Sistem ini tetap mempertahankan aliran sungai selama 24 jam, hanya menggunakan bendungan atau tanggul berukuran cukup kecil sebagai penahan atau gerbang air. "Kita hanya pinjam, air sungainya kita diversi sedikit ke sekitar sisi sungai, kita terjunkan ke turbin, kemudian kembalikan lagi pada sistem sungai," ujar Darmawan.
PLTA Poso menyumbang sekitar 10,69 persen dari total bauran energi baru terbarukan atau EBT sistem kelistrikan Sulawesi Bagian Selatan. PLTA Poso menjadi salah satu proyek dengan kapasitas besar, menjadi peaker dan follower di sistem kelistrikan Sulawesi.
Pembangkit ini juga mampu menurunkan biaya produksi listrik sehingga menjadi bukti pengembangan EBT makin kompetitif. Pembangkit ramah lingkungan ini telah terinterkoneksi dengan saluran transmisi 275 kV ke Provinsi Sulawesi Selatan.
Tak hanya itu, PLTA Poso juga telah tersambung dengan saluran transmisi 150 kV dari pembangkit ke Kota Palu, Sulawesi Tengah.
Adapun PLTA Malea yang berkapasitas 90 MW berada di Tana Roraja, Sulawesi Selatan.

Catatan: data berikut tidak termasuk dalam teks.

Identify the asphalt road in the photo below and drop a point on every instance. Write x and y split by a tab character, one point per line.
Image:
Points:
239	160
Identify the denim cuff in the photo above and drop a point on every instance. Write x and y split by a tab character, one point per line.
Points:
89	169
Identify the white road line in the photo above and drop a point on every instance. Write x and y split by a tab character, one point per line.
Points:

Pembangkit ini dikembangkan oleh PT Malea Energy, anak usaha PT Bukaka Teknik Utama yang juga milik Kalla Group. Pengoperasian dua pembangkit ini telah meningkatkan bauran EBT di Pulau Sulawesi mencapai 38,8 persen.
Dewan Penasehat Kalla Grup, Jusuf Kalla menyebut pengerjaan PLTA ini menyerap hingga 2.000 tenaga kerja. Sebanyak 80 persen dari pekerja ini berasal dari warga lokal. "Hanya chief engineer saja yang datang, yang punya pengalaman. Sisanya semuanya dikerjakan oleh anak bangsa. Tingkat Komponen Dalam Negeri (TKDN)-nya juga besar," kata pria yang akrab disapa JK tersebut.

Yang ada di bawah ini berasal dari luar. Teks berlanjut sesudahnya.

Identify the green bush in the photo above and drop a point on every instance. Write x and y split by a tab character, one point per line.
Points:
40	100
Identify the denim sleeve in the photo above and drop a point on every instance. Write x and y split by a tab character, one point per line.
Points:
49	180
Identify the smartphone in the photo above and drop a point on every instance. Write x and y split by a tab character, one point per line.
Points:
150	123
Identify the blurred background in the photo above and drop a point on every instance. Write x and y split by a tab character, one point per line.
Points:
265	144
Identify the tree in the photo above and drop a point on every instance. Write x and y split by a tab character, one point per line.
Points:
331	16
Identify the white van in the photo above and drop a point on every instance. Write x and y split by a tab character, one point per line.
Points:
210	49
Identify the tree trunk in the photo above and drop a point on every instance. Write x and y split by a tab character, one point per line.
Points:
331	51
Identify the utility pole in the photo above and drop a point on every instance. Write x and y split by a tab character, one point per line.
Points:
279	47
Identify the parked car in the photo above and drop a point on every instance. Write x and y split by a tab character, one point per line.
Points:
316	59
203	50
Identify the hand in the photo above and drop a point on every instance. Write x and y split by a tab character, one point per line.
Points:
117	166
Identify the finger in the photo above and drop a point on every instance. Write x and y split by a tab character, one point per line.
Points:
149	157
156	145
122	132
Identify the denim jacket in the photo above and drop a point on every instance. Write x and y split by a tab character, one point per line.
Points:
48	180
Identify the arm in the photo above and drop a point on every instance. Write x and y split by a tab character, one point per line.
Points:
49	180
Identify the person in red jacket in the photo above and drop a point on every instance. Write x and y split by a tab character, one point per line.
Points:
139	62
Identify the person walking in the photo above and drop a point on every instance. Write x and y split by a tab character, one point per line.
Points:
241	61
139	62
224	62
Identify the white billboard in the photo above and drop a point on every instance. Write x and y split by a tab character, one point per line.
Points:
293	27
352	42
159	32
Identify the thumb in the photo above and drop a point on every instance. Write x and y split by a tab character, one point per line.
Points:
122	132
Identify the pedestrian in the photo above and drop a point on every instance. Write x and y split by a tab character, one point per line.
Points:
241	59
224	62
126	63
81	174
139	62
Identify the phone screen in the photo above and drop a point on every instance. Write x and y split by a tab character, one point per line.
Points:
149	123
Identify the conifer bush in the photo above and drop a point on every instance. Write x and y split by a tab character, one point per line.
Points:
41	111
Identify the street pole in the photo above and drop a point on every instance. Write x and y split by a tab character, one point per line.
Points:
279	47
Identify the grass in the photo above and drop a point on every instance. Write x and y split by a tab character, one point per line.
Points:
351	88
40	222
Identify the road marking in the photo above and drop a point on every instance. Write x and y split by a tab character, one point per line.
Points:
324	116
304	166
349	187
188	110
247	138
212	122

Ia menjelaskan kebutuhan biaya untuk membangun kedua PLTA berkapasitas total 605 MW ini mencapai US$ 1,2 miliar atau Rp 17,1 triliun (asumsi kurs Rp 14.300 per dolar AS). Angka ini umumnya dua kali lipat dari PLTU.

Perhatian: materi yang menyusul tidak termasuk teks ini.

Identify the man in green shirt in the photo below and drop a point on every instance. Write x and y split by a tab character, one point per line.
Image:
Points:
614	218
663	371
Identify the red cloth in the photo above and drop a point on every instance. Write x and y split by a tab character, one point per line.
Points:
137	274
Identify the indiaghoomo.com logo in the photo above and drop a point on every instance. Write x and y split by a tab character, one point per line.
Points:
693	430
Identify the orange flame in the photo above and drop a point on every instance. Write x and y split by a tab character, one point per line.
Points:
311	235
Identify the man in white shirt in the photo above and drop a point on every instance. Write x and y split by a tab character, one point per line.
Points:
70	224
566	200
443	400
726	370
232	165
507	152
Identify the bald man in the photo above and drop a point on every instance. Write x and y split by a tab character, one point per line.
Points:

Jusuf Kalla mengakui bahwa dibutuhkan nilai investasi yang besar di awal untuk mengembangkan EBT dengan PLTA. "Hanya saja, secara operasionalnya ke depan jauh lebih murah. Sedangkan jika PLTU, investasi di depannya memang murah namun ongkos operasionalnya mahal."
BISNIS
Baca: Harga Minyak Dunia Melorot ke USD 94,12 Usai Capai Rekor Tertinggi, Kenapa?
Selalu update info terkini. Simak breaking news dan berita pilihan dari Tempo.co di kanal Telegram “Tempo.co Update”. Klik https://t.me/tempodotcoupdate untuk bergabung. Anda perlu meng-install aplikasi Telegram terlebih dahulu.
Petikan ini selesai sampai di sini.